Las Vegas Sun

April 16, 2024

GUEST COLUMN:

America benefits by bringing businesses home

Global supply chain disruptions brought on by COVID-19 are prompting American companies that offshored U.S. manufacturing to consider bringing it back home — a trend known as reshoring.

We hear concern about doing business in China among members of Congress who have not been vocal in the past about the need to have dependable supply chains. China’s lack of transparency and accountability in the aftermath of COVID-19 woke us up. American companies are being urged to bring manufacturing closer to home.

Offshoring (in the name of globalization) has taken place for nearly half a century and was caused by companies being seduced by the lower cost of labor in foreign countries, especially those in Asia. Offshoring started with Japan and spread to Taiwan, South Korea, Singapore and Malaysia before settling in China.

Globalization made American companies more profitable, provided our consumers with affordable products and propelled our economy. The greed to maximize profits drove the exportation of many U.S. jobs and essentially resulted in deindustrialization of the U.S. It was highly lucrative to American companies that amassed huge profits from overseas production and sales. They sheltered those profits abroad.

America generally received the better end of the bargain in globalization with Asian countries. However, lately it seems to have become a victim when it came to China.

America awakened a sleeping giant when President Richard Nixon visited China in 1972 with a policy to liberalize its economy. Subsequently, every president embraced China with the hope of integrating it as a member of the world community. All of them believed that a free market-oriented China would become internationally reasonable, or perhaps even democratic. 

Instead, China played the globalization game on its own terms and with self-interest. While entering into treaties like the World Trade Organization, China violated them by forcing technology transfer as quid pro quo for doing business on its soil. What became the norm were unfair trade practices such as asymmetrical deals which benefited the domestic businesses, providing state subsidies to manufacture goods and dumping such subsidized goods on the U. S. market, and restricting importation of American goods into China.

At first, China’s noncompliance was ignored by our government, which only encouraged such transgressions. No American president confronted the Chinese Communist Party, which is known to control every move in China with the ideology of totalitarianism.

The U.S. may not be able to change China’s behavior through persuasion or threats. Instead, our strategy should be to reboot our economy on our soil and lead it to recovery. The recent U.S.-China trade dispute and the COVID-19 pandemic are accelerating our companies to reshore and duplicate supply chains closer to home.

There is another motivation that is accelerating reshoring. The 2017 U.S. Tax Cut and Jobs Act enabled a portion of over $3 trillion of profits held overseas by American companies to return home tax-free. Because of the drop in economic activity caused by COVID-19, the repatriation of foreign profits surged to $124 billion in the first quarter of 2020, according to the U.S. Department of Commerce. The purpose behind the act was to encourage companies to use the repatriated profits to create jobs at home. 

With the current pro-business drive by Washington galvanized by the elimination of many government regulations that plagued businesses in the past, it is increasingly attractive now to reindustrialize America.

In the wake of COVID-19, new legislation is pending in the Senate, such as the Forging Operational Resistance to Chinese Expansion Act, which among others would provide tax breaks to pharmaceutical and medical supply companies moving their operations from China to the U.S.

While the many incentives that our government is offering are laudable, it is important that our companies should help to get our house in order so we become self-dependent and self-sufficient. Our companies should show their social responsibility to our country.

U.S. companies realize the benefits of bringing manufacturing back home. The reindustrialized company would have better control over their intellectual property and manufacturing know-how, as this property would remain in-house. The company would have a dependable supply chain for products since they would be produced here. Importantly, skilled jobs result from domestic production. American workers are among the most productive in the world. With investment in smart technology and cutting-edge tools and workforce development of their skills, productivity would be high.

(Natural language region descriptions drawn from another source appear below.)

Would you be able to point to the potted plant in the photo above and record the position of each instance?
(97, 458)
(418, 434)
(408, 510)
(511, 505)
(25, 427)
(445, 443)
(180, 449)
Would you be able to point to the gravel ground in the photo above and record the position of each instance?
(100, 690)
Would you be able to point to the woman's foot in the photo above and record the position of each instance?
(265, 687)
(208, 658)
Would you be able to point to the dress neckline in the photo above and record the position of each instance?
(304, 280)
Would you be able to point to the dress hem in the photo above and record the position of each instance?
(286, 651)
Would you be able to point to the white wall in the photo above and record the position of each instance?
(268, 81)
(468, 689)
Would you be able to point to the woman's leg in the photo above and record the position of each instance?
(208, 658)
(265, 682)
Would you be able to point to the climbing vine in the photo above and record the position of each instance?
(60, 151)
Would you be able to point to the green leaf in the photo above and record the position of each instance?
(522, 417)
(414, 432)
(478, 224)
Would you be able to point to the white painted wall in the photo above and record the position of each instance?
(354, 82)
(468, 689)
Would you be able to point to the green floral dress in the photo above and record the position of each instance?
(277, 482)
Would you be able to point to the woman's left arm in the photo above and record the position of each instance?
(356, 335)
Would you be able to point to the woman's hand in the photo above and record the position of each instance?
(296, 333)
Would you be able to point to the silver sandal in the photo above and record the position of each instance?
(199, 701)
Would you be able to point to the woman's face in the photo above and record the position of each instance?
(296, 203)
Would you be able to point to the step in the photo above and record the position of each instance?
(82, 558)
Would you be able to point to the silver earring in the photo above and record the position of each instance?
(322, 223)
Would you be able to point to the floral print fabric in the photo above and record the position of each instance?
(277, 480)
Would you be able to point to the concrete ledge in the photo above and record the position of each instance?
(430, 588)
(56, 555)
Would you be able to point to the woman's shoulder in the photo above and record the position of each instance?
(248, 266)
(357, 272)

This would usher in the 21st-century modernization of American industry.

These benefits would be somewhat offset by higher wages and meeting stricter labor, occupational safety and environmental standards, which may eat into profits. The consumer may have to pay more for products made in the USA, which many people may not mind.

Also, the newly signed U.S. trade agreement with Mexico and Canada (USMCA) is an opportune time for American companies to partner closely with companies located across our borders to reshore manufacturing and establish supply chains in North America. Mexico and Canada may be able to fill the vacuum created by curtailing our dependence on China. The USMCA improves the investment opportunity and creates more certainty of our supply chains.

T. Rao Coca specializes in intellectual property law. He served as an executive at IBM, NVIDIA and IGT. He lives in Henderson.